The shift appears to be gaining traction. According to Fong, the group secured three significant deals last year.

StarSentry’s revenue contribution is still in the early stages and Fong says the device is “slightly ahead of its time”.

“At the moment, not everyone is talking about doing cybersecurity health checks. When the market becomes more mature, more people will come to appreciate StarSentry,” he says.

Digital trap

LGMS is also developing new cybersecurity products. This includes the “honeypot”, a spin-off from StarSentry, which is essentially a digital trap placed within a network to detect suspicious movements.

Fong explains that in most ransomware cases, attackers have already infiltrated the network days or even weeks before launching the actual attack.

“Traditional tools such as antivirus software and firewalls are not able to effectively detect such suspicious activity. This is where honeypot comes in.

“It acts like a landmine once deployed in a network. If an attacker stumbles upon it while moving around, it immediately alerts us and the client,” he says.

Further, LGMS is developing a threat intelligence platform as a new service, to help speed up forensic investigations, which is part of its cyber threat and incident response services segment.

Talent acquisition a challenge

This segment yields the highest margins, but talent acquisition remains a challenge.

“Sometimes we have to turn away jobs because we do not have enough manpower,” Fong says.
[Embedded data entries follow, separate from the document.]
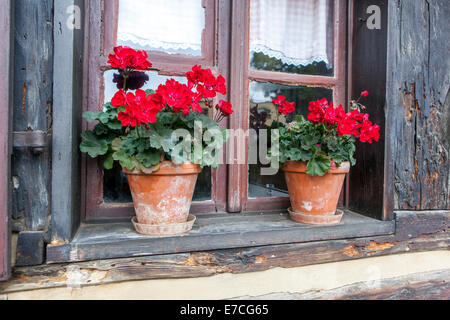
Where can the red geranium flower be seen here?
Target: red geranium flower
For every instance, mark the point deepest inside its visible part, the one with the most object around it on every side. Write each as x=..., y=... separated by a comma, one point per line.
x=279, y=100
x=225, y=107
x=369, y=132
x=286, y=107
Fong expects 2026’s numbers to be healthier than before. “This will be driven by the Antarex acquisition, StarSentry and the new products that are being rolled out,” Fong says.

Project Mercury, an in-house developed software that performs security assessment on a merchant’s website or platform and issues ratings and payment card industry certification, is another growth prospect of the group.

Fong says it has the potential to be even bigger than StarSentry.

However, its rollout remains dependent on the pace of compliance enforcement by banks and card networks in Malaysia, which has been slow.

Subscription-based model

These upcoming new offerings, expected to be launched by the end of this quarter, will be introduced under a subscription-based model, in line with the group’s broader push towards recurring revenue.

In terms of geographical footprint, about 20% of the group’s revenue is derived from international markets, with Singapore, South Korea and Japan as the main markets.

Fong says the group is expanding its presence overseas in the Philippines, Indonesia and Cambodia.

Domestically, growth opportunities could expand significantly if LGMS secures more public-sector contracts, although Fong acknowledges the challenges involved.

“If we enter the public sector, the whole story changes because those are long-term contracts,” he says.

Meanwhile, Fong adds that LGMS is still on the lookout for more M&A possibilities.

The company’s net cash position of RM73mil should help it tap into such opportunities.